This is a post I made at Stephen Lewis’ blog partly disagreeing with his post about Library Access, the Limits of the Web, and the Shelling of Sarajevo. Found from Doc Searls’ blog posted as Findings. I haven’t included many of the conversation I have else where on this site because I was worried about broadening to scope too much, but screw that. Part of the reason I write here is so I can reference my own progress, so I may start including some new areas of interest such as the following.

Excerpt from the Stephen’s original post:

My own take is that while the web might theoretically have the potential of providing more shelf space than all libraries combined, it is quite far from being as well stocked. Indeed, only a small portion of the world’s knowledge is available online. The danger is that as people come to believe that the web is the be-all and end-all source of information, the less they will consult or be willing to pay for the off-line materials that continue to comprise the bulk of the world’s knowledge, intellectual achievement, and cultural heritage. The outcome: the active base of knowledge used by students, experts, and ordinary people will shrink as a limited volume of information, mostly culled from older secondary sources, is recycled and recombined over and again online, leading to an intellectual dark-age of sorts.

My thoughts:

I think you’re undervaluing the new primary sources going up online, and you’re undervaluing the new connections that are possible which parchment can’t compete with like this post I’m making to you. I definitely agree that there is a ton of great knowledge stored up in books and other offline sources, but people solve problems with the information they have, and in many communities – especially rural third world communities, offline sources are just as unreachable, if not more, than online sources. The cost of getting online, though, is far less expensive than getting access to older forms of offline sources, and that’s the greatest threat to modern libraries and offline sources.

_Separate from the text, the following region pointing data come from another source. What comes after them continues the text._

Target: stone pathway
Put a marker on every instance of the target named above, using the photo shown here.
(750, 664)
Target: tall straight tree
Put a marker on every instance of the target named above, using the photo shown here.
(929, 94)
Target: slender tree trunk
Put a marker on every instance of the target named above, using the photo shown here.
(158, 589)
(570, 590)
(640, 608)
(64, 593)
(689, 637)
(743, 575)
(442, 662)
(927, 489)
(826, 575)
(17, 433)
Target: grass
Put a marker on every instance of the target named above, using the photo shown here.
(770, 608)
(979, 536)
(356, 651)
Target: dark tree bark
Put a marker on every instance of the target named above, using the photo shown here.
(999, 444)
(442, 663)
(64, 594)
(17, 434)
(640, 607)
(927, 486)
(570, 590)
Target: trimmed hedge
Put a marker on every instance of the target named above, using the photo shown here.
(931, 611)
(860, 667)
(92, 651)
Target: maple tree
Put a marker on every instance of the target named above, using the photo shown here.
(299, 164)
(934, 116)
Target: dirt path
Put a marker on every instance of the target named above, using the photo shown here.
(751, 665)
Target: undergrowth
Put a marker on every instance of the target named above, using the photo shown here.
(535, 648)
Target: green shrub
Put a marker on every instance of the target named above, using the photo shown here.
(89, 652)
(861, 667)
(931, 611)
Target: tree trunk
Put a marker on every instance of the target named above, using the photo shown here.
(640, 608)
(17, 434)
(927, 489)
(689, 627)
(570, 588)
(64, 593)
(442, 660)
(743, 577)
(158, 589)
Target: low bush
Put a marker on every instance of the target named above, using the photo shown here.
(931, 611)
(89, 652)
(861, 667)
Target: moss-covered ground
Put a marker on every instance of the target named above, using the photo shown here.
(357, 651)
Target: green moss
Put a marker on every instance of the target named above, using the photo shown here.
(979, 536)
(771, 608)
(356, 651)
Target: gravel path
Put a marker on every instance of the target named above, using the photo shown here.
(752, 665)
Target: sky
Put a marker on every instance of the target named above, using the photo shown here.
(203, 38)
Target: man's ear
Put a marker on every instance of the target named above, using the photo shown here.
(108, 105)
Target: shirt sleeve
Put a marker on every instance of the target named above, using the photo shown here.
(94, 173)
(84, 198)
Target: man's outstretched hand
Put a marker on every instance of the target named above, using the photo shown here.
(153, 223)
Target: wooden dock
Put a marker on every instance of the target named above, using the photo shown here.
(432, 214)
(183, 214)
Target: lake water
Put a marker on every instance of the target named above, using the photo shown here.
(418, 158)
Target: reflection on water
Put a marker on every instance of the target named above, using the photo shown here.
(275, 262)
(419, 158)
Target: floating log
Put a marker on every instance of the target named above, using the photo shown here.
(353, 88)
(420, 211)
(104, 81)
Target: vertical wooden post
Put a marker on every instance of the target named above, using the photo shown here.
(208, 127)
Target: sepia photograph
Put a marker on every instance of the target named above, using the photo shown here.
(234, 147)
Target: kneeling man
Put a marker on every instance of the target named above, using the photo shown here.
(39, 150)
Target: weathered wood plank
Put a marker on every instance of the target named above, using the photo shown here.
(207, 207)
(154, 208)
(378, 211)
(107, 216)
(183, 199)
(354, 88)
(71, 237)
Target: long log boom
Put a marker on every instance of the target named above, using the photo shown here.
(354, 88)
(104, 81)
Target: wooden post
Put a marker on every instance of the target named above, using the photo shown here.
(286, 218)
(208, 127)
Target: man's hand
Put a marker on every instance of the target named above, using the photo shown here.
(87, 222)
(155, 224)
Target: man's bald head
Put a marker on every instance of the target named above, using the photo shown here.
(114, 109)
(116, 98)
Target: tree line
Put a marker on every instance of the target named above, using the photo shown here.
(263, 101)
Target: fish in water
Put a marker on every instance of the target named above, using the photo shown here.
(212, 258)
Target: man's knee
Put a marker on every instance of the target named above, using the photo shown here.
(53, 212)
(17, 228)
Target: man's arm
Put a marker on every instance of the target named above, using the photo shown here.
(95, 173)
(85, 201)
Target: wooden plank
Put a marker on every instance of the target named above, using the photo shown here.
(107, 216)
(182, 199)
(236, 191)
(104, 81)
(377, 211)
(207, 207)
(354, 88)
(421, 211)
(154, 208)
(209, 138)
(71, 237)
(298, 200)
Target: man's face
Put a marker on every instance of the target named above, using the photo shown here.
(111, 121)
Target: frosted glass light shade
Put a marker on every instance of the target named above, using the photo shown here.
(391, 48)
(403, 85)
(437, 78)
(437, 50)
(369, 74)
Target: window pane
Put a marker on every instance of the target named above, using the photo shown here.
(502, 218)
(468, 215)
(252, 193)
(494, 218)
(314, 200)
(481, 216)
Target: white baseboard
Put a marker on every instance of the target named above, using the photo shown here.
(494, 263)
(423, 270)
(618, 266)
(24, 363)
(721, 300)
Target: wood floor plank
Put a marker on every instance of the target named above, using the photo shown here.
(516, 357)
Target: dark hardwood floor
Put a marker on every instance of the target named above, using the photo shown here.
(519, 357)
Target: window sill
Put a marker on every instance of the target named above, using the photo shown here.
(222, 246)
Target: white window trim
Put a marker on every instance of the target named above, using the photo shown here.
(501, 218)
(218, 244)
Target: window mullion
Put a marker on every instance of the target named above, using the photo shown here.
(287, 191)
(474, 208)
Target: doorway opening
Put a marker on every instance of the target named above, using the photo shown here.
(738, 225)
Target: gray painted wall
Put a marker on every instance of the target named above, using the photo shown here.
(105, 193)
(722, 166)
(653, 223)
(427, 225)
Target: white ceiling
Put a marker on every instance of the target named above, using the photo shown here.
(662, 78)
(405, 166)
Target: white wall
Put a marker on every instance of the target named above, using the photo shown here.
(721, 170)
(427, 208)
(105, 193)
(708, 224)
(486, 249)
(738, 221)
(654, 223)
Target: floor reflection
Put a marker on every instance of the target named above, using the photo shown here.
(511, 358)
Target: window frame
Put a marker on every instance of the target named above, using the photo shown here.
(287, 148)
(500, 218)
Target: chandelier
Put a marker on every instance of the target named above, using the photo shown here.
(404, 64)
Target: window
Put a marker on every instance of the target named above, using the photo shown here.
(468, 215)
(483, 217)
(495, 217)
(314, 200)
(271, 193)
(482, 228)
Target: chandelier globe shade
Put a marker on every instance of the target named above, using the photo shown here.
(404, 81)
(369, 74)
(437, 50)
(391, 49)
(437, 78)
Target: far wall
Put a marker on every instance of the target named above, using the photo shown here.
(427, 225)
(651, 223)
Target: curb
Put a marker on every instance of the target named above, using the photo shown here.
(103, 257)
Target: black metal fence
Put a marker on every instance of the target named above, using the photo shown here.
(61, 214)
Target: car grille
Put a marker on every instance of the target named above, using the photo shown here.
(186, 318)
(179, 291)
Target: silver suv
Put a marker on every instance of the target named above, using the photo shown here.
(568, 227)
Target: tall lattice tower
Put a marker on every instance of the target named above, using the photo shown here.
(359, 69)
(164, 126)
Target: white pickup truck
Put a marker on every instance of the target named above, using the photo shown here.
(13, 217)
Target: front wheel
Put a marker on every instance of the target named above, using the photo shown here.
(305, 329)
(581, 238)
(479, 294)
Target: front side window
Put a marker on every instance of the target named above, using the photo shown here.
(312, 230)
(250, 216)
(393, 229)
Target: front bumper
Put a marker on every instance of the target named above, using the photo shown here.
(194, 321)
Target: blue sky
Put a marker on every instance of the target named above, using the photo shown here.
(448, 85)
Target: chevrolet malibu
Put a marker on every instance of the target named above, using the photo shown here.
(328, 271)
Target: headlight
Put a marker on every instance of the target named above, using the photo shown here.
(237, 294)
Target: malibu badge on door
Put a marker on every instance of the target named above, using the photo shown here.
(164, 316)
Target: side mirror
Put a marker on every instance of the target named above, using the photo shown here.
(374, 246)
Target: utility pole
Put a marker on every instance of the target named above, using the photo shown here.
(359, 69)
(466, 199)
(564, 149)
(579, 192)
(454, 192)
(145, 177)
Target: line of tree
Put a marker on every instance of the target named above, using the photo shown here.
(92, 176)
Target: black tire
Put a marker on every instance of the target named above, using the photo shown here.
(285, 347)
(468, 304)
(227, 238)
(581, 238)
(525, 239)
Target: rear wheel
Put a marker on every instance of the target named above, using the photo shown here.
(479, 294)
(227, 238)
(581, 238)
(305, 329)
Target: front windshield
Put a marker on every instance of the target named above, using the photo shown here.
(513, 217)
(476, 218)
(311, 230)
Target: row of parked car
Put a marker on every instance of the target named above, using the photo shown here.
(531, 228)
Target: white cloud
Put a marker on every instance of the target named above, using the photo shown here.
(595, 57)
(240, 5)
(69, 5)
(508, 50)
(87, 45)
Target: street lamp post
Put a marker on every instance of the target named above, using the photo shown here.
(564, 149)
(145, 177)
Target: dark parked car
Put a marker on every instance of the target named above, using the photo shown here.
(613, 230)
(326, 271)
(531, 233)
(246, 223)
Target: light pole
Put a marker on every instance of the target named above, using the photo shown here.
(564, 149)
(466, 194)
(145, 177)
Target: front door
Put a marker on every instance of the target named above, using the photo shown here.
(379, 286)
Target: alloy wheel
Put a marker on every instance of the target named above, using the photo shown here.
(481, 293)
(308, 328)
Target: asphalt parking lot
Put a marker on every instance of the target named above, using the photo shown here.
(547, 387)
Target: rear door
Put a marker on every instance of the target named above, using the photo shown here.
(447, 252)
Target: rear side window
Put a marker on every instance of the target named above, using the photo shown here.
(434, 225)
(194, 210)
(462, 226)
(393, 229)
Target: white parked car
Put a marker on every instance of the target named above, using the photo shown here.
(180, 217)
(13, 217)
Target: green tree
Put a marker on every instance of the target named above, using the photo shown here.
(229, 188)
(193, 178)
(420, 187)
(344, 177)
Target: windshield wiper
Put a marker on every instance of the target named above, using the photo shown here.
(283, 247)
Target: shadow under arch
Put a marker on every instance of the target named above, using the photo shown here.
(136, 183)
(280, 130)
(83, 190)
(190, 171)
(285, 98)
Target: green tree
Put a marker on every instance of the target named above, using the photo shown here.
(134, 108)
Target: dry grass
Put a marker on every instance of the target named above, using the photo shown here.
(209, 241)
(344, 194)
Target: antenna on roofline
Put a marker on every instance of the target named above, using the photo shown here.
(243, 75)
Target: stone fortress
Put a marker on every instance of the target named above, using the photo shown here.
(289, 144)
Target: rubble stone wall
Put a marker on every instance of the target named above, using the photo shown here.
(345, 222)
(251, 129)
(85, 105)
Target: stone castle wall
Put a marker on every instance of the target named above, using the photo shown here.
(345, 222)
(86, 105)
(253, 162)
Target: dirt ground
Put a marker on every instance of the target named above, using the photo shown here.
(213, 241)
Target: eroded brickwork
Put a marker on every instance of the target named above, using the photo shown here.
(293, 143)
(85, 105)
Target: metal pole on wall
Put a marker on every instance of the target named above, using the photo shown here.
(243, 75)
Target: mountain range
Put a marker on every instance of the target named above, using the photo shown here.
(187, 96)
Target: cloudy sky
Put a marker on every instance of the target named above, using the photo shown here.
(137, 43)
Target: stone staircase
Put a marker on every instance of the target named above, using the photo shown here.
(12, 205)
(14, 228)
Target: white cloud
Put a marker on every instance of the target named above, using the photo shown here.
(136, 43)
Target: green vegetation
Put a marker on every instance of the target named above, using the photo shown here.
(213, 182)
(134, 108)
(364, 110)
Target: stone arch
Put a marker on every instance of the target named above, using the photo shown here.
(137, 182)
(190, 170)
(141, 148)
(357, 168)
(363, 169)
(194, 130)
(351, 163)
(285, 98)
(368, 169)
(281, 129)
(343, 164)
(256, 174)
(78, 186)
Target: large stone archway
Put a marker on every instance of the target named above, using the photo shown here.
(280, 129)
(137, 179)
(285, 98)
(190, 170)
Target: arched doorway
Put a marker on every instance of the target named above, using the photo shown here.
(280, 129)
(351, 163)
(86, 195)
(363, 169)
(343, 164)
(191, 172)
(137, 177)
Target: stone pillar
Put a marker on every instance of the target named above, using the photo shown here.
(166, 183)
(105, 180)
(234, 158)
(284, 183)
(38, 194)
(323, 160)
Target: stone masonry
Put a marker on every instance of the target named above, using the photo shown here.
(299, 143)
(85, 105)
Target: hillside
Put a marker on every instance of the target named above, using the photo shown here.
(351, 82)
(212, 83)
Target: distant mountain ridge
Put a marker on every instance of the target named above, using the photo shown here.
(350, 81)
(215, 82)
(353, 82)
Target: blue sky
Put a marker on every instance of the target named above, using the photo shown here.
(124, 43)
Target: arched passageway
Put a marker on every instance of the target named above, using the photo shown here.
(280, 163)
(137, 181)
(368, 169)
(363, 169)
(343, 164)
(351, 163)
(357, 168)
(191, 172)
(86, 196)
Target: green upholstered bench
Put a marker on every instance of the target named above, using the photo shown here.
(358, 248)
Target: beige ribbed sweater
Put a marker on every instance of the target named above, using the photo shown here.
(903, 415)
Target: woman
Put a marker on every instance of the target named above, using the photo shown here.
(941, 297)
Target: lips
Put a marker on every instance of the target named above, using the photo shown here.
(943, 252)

Cost alone will drive as much information as possible online – not the cost of moving established information necessarily, but the cost of new information, especially considering poorer communities entering the mix. Some information may have to be “re-invented” if it isn’t already online, and that’s ashame. However, connection and interaction are the real drivers of knowledge, and knowledge is far most valuable than information.

Those are two attributes, connection and interaction, are almost inherent in the internet, and yet those two are precisely lacking in offline sources (without already being in an academic environment at least). Frankly, considering the greater communities at large, it is almost the imperative of the modern library to move online and get established sources up. Otherwise, the greater communities at large are likely to pay the price of re-discovering already discovered information and re-inventing already invented ideas, and libraries risk becoming disconnected from those communities for their lack of relevance. That will be the true dark age of our day, and honestly, it’s one that already exists in rural and third world communities.

Still, knowledge will spread and knowledge prospers best in an environment of connection and interaction. As long as the internet is the best environment for that it will be the inevitable destination of those seeking knowledge and progress along with those looking to spread new information and understanding.